具体的な未来なんて予想もつかないけど、とりあえず今は君とこうしてたい。



私は窓の外に浮かぶ羊みたいな雲を見つめながら、昨日の事を思い出していた。

長かった片想いが終わりを告げるのは何て一瞬だったんだろう。

瞬きするほど短い時間のうちに自分の心は祐巳に囚われ、そして恋に落ちた。

恋に落ちてからの道のりは酷く長くて、思っていたよりもずっとずっと辛くて。

栞とした時のような恋の仕方じゃない。一目ぼれそとかそういう類のものでもない。

ただ時間をかけてゆっくりとやってきたモノに気付いた時にはすでに遅くて、

私はただひたすら待つ事を選んだ。いつか、いつか必ず選んでもらえるように、と・・・。

窓の外、青い空に今はポツンと小さな雲が浮かんでいる。その後ろを物凄い速さで追いかけるヒコーキ雲。

あれは私。祐巳をずっとずっと追いかけていた私にとてもよく似ていた。

ヒコーキ雲はやがて小さな雲を追い抜いて、そのままさらに高い場所へと一本の線を引いて行く。

思わずその光景に目を細めた私は、自分が今微笑んでる事にすら気がつかなくて・・・。

「・・・っと、ちょっと?さっきからずっと気持ち悪いんだけど・・・」

「いっ!!」

腕を何か尖ったもので刺されて驚いて振り返った私に、景が怪訝な顔してシャーペンをクルクル回しながら言った。

「昨日までは死にそうな顔してたのに、今日はやけにご機嫌じゃない」

「そう?べつに普通だけど・・・」

「普通・・・ねぇ・・・」

そう言って窓の外に視線を移した景は窓の外と私の顔を交互に眺めながらフンと鼻で笑うと、

回してたシャーペンの先をキッとこちらに向ける。

「どうせまた祐巳ちゃんでしょ?」

「うっ・・・」

図星だった。私は昨日、ようやく長かった片想いを終わらせる事に成功したのだ。

そして、それをまだ誰にも打ち明けてはいない。そう、蓉子や江利子にさえも・・・。

というよりも、特に誰にも話すつもりは無かった。想いが通じたからと言ってバカ騒ぎするような歳でもないし、

変に話して噂が広まってしまって祐巳に迷惑がかからないとも言い切れない。

だから私は聞かれない限りは黙っていようと心に決めた。けれど、景にはどうやらそれをあっさりと見抜く事が出来たらしい。

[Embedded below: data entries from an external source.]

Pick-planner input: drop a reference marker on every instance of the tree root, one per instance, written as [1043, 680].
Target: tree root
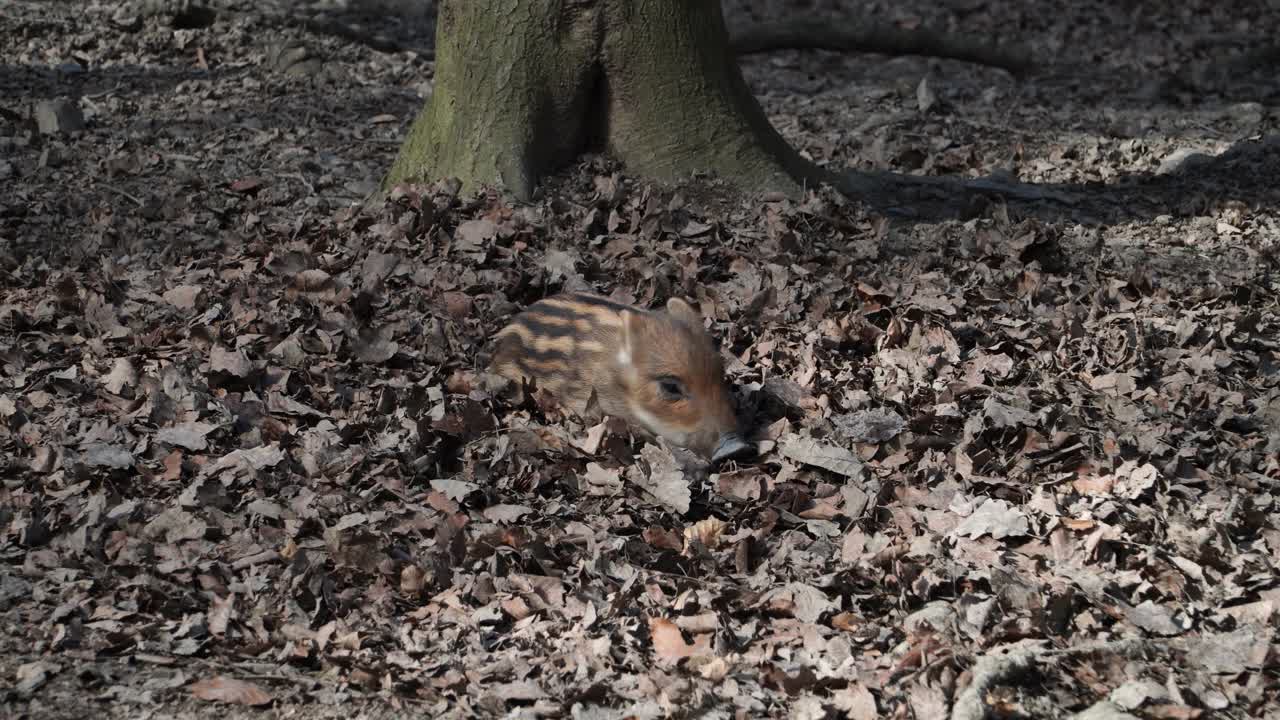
[877, 37]
[995, 670]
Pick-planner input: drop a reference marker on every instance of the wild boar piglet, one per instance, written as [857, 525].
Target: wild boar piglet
[654, 369]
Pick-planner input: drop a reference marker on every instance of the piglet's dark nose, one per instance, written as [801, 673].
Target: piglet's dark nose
[731, 445]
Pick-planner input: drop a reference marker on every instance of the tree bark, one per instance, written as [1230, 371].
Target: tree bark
[524, 86]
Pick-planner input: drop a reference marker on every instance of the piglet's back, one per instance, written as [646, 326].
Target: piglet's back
[565, 343]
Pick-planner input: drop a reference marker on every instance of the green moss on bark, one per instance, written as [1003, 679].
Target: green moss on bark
[521, 86]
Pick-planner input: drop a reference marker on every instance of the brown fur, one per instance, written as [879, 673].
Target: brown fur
[571, 343]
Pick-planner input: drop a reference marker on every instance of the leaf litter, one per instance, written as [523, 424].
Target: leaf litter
[252, 456]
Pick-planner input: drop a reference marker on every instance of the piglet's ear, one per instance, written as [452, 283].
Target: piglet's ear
[684, 311]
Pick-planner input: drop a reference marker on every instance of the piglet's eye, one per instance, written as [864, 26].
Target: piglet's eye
[671, 388]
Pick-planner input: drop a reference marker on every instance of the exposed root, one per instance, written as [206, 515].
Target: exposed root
[865, 36]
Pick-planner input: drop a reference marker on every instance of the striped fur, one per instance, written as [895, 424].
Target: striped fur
[572, 343]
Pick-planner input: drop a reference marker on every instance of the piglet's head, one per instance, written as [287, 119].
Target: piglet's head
[675, 382]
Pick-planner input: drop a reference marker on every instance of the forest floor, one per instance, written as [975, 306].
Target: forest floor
[1023, 458]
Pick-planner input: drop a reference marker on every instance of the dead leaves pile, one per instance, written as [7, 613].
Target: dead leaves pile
[300, 458]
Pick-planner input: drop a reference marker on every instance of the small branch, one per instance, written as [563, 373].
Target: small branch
[876, 37]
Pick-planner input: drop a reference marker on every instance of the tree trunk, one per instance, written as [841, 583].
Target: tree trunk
[524, 86]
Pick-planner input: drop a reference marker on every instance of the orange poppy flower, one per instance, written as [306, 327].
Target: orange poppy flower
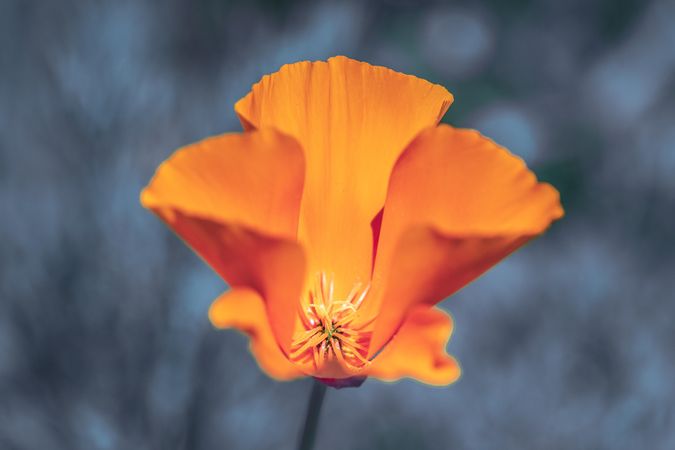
[343, 214]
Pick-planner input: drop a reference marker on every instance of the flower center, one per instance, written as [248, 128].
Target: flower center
[330, 332]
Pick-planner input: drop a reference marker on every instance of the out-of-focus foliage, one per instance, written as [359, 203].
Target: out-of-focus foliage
[104, 337]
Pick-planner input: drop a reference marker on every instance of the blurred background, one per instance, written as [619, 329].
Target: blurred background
[104, 336]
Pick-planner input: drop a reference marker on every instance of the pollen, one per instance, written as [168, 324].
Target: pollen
[332, 328]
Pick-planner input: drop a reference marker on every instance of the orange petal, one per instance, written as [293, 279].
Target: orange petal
[244, 309]
[252, 179]
[353, 120]
[418, 350]
[235, 199]
[457, 204]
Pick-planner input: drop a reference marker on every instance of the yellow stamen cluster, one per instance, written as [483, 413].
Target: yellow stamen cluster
[330, 332]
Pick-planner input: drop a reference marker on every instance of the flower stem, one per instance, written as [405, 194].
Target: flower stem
[312, 420]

「佐藤さんね、自分では気付いてないかもしれないけど、結構素直よね」

「そ、そう?」

「ええ。うまくいったのね?」

何も聞かず、突然答えだけを見抜く景の洞察力や勘の良さが私にはちょうど良かった。

だから私はただ黙って頷いて、それから何も言わないで居た。けれど人間ってのは不思議なもので、

誰かに秘密を打ち明けた途端、それを自慢したくなる生き物なのだと、この時私は初めて知った。

翌日、私はいつもよりも早く教室についた。まだ隣の席は空席で、誰も居ない。

「こんな時に限っておっそいんだから・・・もう」

私は一限目の講義の準備をして景が来るのをただひたすら待っていた。

どうしても聞いて欲しかったのだ、誰かに。今思い出しても思わず微笑んでしまうような可愛い祐巳の話を。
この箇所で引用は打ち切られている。